[Tex/LaTex] BibLaTeX: Citation Sorting with Split Bibliographies and Filters

biblatexsubdividing


This question is related to these questions, but with an extended scope:

Additionally, I filed an issue on the BibLaTeX GitHub repository, whereby my question has been redirected to this place.


As in the questions mentioned above, I have a document using split bibliographies with BibLaTeX and Biber. The individual bibliography sections are sorted by name, year, title (nyt) and numerical labels are used together with the numeric-comp citation style. I also want to achieve that multiple citations are sorted in compressed numerical ascending order, e.g. [1, 3, 8--10] instead of [3, 9, 1, 10, 8]. From the solutions to the questions above, I have learned that this can be achieved by presorting the bibliography entries with Biber using the \DeclareSourcemap directive.

However, this means that one has to define the split criterions twice: One time within the \printbibliography options and additionally in the \DeclareSourcemap map definitions. This might be easy when using single keywords to split the bibliographies.

In contrast to the aforementioned questions, I am separating my bibliography sections by using complex filters defined with the \defbibfilter directive. Therefore I would have to translate these filters to map directives for \DeclareSourcemap, too. This might not be impossible, but it costs a lot of effort and is not a trivial thing to do.

Initial Situation

Please consider the following MWE (the example bibliography file can be found at the very end of this post):

\documentclass{article}
\usepackage[
    defernumbers=true,          % continuous numbering across bibliography sections
    sortcites=true,             % sort citations if multiple entry keys are passed
                                %   to a citation command, e.g. \cite{a,b,c}
    citestyle=numeric-comp      % compact variant of numeric, which prints a list
                                %   of more than two consecutive numbers as a range
]{biblatex}
\addbibresource{example.bib}

% to show the corresponding entry keys after the individual
% entries within the bibliography
\renewbibmacro{finentry}{\finentry\space\textbf{(\thefield{entrykey})}}

% eliminate paragraph indentation
\setlength{\parindent}{0em}

\begin{document}

    \textbf{Examples:}
    \begin{itemize}
        \item Multiple citations \cite{c,d,f,a,i,h} not sorted numerically ascending;
              should be \verb|[2--4, 8--10]|.
        \item Multiple citations \cite{d,f,a,i,h} not sorted numerically ascending;
              should be \verb|[2--4, 8, 10]|.
    \end{itemize}

    \section*{References}
    \nocite{*}

    \textbf{References with Keyword A}
    \printbibliography[heading=none, keyword={A}]

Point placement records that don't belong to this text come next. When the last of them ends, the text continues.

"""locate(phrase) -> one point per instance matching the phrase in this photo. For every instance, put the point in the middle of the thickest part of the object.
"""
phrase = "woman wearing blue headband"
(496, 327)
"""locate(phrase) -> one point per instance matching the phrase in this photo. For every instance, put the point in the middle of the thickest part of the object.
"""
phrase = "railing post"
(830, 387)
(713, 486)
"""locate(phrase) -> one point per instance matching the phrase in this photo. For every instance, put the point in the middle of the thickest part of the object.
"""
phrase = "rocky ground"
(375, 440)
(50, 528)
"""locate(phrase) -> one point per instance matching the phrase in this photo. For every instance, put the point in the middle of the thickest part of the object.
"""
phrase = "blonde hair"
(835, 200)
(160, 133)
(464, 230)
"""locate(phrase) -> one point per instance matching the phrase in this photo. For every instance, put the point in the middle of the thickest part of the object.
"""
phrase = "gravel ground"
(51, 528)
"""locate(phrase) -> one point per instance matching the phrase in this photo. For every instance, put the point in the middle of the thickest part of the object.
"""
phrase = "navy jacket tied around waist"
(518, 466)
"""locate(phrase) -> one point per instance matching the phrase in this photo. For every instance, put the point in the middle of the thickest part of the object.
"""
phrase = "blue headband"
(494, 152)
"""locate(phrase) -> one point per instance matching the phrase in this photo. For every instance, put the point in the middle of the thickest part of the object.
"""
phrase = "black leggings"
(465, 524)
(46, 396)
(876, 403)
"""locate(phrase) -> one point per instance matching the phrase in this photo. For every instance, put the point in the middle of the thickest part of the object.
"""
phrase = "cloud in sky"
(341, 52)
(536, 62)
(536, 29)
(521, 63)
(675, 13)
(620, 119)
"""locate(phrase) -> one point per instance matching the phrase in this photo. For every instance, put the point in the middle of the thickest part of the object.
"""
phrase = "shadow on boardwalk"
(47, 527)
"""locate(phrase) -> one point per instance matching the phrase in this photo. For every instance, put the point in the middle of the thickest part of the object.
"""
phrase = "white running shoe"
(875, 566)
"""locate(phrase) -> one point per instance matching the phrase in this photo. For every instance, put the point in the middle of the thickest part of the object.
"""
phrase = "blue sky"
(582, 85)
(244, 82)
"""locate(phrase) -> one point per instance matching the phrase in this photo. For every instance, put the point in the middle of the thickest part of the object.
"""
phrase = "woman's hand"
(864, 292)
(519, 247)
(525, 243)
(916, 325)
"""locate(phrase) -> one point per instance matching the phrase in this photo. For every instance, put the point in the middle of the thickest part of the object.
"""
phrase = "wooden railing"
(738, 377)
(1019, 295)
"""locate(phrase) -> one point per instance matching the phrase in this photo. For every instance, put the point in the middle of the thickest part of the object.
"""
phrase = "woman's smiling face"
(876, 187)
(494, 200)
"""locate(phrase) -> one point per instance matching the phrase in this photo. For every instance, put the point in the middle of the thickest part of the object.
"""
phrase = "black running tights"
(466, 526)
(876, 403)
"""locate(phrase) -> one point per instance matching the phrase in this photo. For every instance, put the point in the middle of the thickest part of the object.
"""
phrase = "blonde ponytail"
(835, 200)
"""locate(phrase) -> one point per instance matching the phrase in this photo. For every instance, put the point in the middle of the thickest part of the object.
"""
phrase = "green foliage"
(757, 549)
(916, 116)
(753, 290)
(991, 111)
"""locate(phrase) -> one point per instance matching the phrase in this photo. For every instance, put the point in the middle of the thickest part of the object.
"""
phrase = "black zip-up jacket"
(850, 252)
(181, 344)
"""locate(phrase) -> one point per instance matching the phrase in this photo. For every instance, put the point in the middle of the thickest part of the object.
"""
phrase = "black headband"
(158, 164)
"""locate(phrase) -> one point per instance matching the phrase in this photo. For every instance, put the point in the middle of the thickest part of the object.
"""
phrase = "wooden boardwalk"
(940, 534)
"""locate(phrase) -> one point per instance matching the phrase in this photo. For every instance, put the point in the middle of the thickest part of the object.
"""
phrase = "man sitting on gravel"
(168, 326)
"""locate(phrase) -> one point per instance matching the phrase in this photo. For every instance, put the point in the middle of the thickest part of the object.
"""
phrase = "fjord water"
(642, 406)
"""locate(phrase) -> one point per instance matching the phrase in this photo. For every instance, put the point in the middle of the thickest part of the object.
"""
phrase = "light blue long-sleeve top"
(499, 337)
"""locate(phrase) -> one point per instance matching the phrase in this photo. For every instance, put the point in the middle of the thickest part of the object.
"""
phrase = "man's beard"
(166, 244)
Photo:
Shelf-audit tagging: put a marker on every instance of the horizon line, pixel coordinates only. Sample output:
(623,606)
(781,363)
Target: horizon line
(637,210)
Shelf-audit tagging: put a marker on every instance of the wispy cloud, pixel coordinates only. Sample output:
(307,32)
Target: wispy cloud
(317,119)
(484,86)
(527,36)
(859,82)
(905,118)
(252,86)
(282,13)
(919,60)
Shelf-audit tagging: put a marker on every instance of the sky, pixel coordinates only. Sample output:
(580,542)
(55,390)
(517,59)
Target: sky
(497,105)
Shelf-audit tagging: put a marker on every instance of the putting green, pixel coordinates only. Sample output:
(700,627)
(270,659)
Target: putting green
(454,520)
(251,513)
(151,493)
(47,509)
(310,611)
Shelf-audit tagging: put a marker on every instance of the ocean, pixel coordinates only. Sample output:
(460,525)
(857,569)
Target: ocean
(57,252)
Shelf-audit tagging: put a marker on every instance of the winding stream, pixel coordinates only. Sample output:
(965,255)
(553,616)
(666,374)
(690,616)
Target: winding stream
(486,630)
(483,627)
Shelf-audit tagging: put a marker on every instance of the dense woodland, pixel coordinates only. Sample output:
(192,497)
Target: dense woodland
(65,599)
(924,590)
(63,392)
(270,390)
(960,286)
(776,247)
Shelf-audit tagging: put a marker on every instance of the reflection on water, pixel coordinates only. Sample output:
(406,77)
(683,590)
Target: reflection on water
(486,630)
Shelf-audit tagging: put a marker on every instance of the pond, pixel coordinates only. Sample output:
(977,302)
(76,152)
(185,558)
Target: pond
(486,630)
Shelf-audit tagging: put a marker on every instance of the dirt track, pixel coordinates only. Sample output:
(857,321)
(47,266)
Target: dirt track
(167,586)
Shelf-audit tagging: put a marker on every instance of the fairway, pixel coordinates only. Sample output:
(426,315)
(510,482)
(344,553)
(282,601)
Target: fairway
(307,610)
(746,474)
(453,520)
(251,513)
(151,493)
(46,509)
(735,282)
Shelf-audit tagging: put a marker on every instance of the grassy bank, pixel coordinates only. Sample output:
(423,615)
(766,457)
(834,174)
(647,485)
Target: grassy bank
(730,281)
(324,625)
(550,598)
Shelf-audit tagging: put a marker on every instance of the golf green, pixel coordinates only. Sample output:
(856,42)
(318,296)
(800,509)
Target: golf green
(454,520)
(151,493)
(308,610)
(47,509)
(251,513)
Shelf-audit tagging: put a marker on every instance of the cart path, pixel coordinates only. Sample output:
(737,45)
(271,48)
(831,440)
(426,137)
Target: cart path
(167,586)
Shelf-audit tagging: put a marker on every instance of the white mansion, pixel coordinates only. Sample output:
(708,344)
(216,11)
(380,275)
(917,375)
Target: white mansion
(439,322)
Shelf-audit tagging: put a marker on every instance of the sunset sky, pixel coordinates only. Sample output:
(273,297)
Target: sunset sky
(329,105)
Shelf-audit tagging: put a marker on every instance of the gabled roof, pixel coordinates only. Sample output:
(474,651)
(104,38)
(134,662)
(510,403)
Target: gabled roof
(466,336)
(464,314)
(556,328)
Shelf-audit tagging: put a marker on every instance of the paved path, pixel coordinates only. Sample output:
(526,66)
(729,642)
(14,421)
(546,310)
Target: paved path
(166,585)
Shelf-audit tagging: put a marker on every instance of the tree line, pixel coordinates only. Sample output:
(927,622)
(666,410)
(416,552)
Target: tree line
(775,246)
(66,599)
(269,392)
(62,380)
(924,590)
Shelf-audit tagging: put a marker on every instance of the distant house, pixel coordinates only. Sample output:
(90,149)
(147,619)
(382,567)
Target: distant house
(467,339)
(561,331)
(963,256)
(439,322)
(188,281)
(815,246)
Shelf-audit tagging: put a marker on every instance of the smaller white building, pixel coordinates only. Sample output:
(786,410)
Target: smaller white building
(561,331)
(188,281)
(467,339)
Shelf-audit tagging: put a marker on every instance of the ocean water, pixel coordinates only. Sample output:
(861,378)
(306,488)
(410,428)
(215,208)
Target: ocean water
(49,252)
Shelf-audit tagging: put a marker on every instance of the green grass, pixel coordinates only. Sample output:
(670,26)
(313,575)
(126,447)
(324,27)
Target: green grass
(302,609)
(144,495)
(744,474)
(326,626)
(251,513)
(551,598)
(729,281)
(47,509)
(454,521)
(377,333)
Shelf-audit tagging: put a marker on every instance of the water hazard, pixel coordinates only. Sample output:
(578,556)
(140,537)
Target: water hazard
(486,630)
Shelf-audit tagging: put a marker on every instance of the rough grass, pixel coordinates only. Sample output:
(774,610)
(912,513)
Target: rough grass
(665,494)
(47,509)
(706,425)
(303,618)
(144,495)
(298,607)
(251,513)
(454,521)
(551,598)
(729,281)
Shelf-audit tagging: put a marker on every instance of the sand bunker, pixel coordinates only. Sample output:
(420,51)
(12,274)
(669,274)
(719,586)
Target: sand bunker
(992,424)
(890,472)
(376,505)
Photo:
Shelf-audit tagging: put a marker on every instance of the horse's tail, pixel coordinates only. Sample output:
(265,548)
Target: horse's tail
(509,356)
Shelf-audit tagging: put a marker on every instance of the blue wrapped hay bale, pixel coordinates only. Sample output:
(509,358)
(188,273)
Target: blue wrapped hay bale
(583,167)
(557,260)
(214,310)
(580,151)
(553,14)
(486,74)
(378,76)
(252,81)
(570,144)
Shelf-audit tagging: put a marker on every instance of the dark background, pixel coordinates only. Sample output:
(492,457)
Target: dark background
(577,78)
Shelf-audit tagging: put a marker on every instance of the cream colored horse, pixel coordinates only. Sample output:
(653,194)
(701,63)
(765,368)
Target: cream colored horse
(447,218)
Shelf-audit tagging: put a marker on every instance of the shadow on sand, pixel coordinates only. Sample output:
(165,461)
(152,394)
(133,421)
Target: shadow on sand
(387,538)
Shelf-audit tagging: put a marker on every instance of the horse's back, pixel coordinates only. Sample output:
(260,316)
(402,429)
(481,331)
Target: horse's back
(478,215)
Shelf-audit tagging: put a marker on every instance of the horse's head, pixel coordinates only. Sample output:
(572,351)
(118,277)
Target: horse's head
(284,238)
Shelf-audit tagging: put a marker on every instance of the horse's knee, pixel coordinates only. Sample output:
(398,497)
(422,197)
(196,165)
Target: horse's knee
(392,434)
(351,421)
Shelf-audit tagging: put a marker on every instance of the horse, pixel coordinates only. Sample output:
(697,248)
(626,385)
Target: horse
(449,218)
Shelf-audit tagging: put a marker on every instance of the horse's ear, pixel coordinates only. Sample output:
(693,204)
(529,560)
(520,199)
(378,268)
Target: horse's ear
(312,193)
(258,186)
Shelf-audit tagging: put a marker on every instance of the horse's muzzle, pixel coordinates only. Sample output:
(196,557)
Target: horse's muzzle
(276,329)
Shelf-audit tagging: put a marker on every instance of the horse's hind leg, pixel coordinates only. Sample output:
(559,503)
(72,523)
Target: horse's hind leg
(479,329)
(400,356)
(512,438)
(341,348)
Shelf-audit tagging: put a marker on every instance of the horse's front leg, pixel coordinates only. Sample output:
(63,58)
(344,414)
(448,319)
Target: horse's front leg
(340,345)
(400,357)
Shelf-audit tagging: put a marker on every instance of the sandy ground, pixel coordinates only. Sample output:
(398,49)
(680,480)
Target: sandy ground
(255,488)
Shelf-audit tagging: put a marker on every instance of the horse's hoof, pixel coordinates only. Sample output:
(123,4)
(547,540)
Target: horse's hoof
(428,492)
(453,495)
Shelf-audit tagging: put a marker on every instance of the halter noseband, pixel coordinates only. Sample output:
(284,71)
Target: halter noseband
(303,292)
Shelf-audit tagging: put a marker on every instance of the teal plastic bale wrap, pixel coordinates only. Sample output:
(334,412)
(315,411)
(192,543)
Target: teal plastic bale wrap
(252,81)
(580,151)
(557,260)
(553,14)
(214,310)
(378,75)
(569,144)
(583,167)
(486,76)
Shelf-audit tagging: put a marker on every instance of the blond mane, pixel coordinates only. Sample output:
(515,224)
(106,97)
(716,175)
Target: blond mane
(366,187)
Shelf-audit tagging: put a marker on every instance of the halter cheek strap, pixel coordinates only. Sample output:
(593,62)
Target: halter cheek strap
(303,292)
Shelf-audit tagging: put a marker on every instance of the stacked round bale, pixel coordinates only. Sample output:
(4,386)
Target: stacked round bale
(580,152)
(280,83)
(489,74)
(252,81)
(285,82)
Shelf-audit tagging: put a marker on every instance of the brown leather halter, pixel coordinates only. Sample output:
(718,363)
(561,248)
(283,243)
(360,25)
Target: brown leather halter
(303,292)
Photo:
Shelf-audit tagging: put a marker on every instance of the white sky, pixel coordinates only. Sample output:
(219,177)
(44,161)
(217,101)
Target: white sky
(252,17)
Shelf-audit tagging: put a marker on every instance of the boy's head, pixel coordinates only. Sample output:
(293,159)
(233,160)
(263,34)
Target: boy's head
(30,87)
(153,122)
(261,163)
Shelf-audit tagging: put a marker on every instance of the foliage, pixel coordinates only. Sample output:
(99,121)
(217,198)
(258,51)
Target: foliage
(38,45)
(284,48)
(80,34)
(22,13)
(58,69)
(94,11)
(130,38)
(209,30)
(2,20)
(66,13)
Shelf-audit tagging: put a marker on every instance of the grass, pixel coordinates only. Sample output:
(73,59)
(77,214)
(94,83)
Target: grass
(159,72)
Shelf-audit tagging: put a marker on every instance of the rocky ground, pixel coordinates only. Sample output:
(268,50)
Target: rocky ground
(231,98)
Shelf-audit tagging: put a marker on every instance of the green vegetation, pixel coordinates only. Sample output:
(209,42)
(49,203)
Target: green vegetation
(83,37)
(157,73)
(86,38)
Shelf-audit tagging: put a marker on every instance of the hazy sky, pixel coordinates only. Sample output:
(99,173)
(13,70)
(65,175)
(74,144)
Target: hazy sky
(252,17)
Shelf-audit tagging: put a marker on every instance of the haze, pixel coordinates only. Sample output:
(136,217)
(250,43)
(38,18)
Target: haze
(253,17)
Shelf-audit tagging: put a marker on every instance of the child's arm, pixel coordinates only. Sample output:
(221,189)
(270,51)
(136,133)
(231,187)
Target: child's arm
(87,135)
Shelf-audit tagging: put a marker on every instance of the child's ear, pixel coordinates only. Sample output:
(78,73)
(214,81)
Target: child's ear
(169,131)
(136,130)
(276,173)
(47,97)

    \textbf{References with Keyword B}
    \printbibliography[heading=none, keyword={B}]

\end{document}

Compiled output of MWE #1

As you can see, the citation labels are not sorted.

Solution with `\DeclareSourcemap`

Presorting the bibliography entries with Biber can be achieved by using a \DeclareSourcemap directive, as explained in the answers to the questions referenced above. This presorting leads to the desired numerical ascending sorting of the citation labels in multiple citations as well, as seen here:

\documentclass{article}
\usepackage[
    defernumbers=true,          % continuous numbering across bibliography sections
    sortcites=true,             % sort citations if multiple entry keys are passed
                                %   to a citation command, e.g. \cite{a,b,c}
    citestyle=numeric-comp      % compact variant of numeric, which prints a list
                                %   of more than two consecutive numbers as a range
]{biblatex}
\addbibresource{example.bib}

% to show the corresponding entry keys after the individual
% entries within the bibliography
\renewbibmacro{finentry}{\finentry\space\textbf{(\thefield{entrykey})}}

% eliminate paragraph indentation
\setlength{\parindent}{0em}

% presorting of the bibliography entries with Biber
\DeclareSourcemap{
  \maps[datatype=bibtex]{
    \map{
      \step[fieldsource=keywords, match={A}, final]
      \step[fieldset=presort, fieldvalue = {A}]
    }
    \map{
      \step[fieldset=presort, fieldvalue = {B}]
    }
  }
}

\begin{document}

    \textbf{Examples:}
    \begin{itemize}
        \item Multiple citations \cite{c,d,f,a,i,h} sorted numerically ascending and
          compressed; expectation \verb|[2--4, 8--10]| met.
        \item Multiple citations \cite{d,f,a,i,h} sorted numerically ascending and
          compressed; expectation \verb|[2--4, 8, 10]| met.
    \end{itemize}

    \section*{References}
    \nocite{*}

    \textbf{References with Keyword A}
    \printbibliography[heading=none, keyword={A}]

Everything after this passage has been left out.